Would this be feasible to test?
Cheers. :)
AnnoyedGrunt - Wednesday, April 6, 2005 - link
The AMD not competing with the PD 2.8 will be due to price.Remember that AMD will need to sell a 2 core 2.2 GHz processor for about double the price of the single core version (maybe even more if yields are a problem). Therefore, you should expect a dual core 2.2 proc to be closer to $500-600 instead of the ~$300 processors tested here.
This also explains why AMD is focusing on the workstation market first. It's an area where price is typically not as much a factor, and where they are competing with Xeon prices, so it will be much easier for them to sell procs @ the higher prices.
I'm guessing that AMD's desktop dual core procs will start @ 1.6 or 1.8 GHz, and be priced on par with the Intel offerings. I think the overall performance will be similar to the current single core behavior, but now you can have more stuff running.

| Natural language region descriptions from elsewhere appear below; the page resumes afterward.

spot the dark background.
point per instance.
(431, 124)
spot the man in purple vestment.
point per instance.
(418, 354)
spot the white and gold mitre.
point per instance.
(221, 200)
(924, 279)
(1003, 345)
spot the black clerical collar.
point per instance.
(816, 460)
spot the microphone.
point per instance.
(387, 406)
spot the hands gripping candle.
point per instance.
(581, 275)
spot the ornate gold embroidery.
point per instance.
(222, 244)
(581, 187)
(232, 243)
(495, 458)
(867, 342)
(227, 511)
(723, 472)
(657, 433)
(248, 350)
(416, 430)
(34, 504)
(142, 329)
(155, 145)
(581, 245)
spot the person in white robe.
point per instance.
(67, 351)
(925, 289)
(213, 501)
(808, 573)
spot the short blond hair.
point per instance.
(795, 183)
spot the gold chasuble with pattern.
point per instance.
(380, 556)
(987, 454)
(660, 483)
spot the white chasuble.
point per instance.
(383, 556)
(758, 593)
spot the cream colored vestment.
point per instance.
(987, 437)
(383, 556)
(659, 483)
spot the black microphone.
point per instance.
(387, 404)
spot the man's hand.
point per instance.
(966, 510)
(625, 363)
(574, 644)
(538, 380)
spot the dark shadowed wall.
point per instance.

I currently have an AMD 939 3200+, so I am looking forward to their dual core offerings in a couple years, and hoping my mobo will be compatible. That would be very cool.
Also, I would like to add vote for a WoW test with Teamspeak running in the background as well as an istance if IE or Firefox with tthotbot.
Thanks,
D'oh!
SLIM - Wednesday, April 6, 2005 - link
Hi Anand,Any chance you could give us a little peak at what dual opterons on the nforce pro chipset can do in the same benches that you did in this article.
A configuration something like this:
Opteron 252s clocked at 1.8GHz, 2.2GHz, 2.6GHz
1 GB ECC DDR400
NVIDIA nForce pro motherboard
ATI Radeon X850 XT PCI Express
NCQ enabled HDD (maxline III, 7200.8, etc)
I looked through all the old articles I could find, but most seemed to contain only server oriented benches. I think that kind of article would be very enlightening as to the future performance of dual core athlons (probably within a couple percent)... maybe help put to rest some of the questions a lot of us have about waiting for amd dualcore, intel dualcore or just overclocking the heck out of a venice a64.
SLIM
Jep4444 - Wednesday, April 6, 2005 - link
SSE3 does almost nothing for the Venice which is barely faster than the Winchester(Xbit Labs benchmarked it already)While Anandtech said the dual cored A64s wouldn't compete with the Pentium D in encoding, unless they actually have dual cored A64s which they can't show us, i'd be willing to argue with that. Encoding is one of those things thats largely affected by Hyper-Threading and the Pentium D loses hyper threading. When the A64 goes dual, its performance increase will be larger than Intels.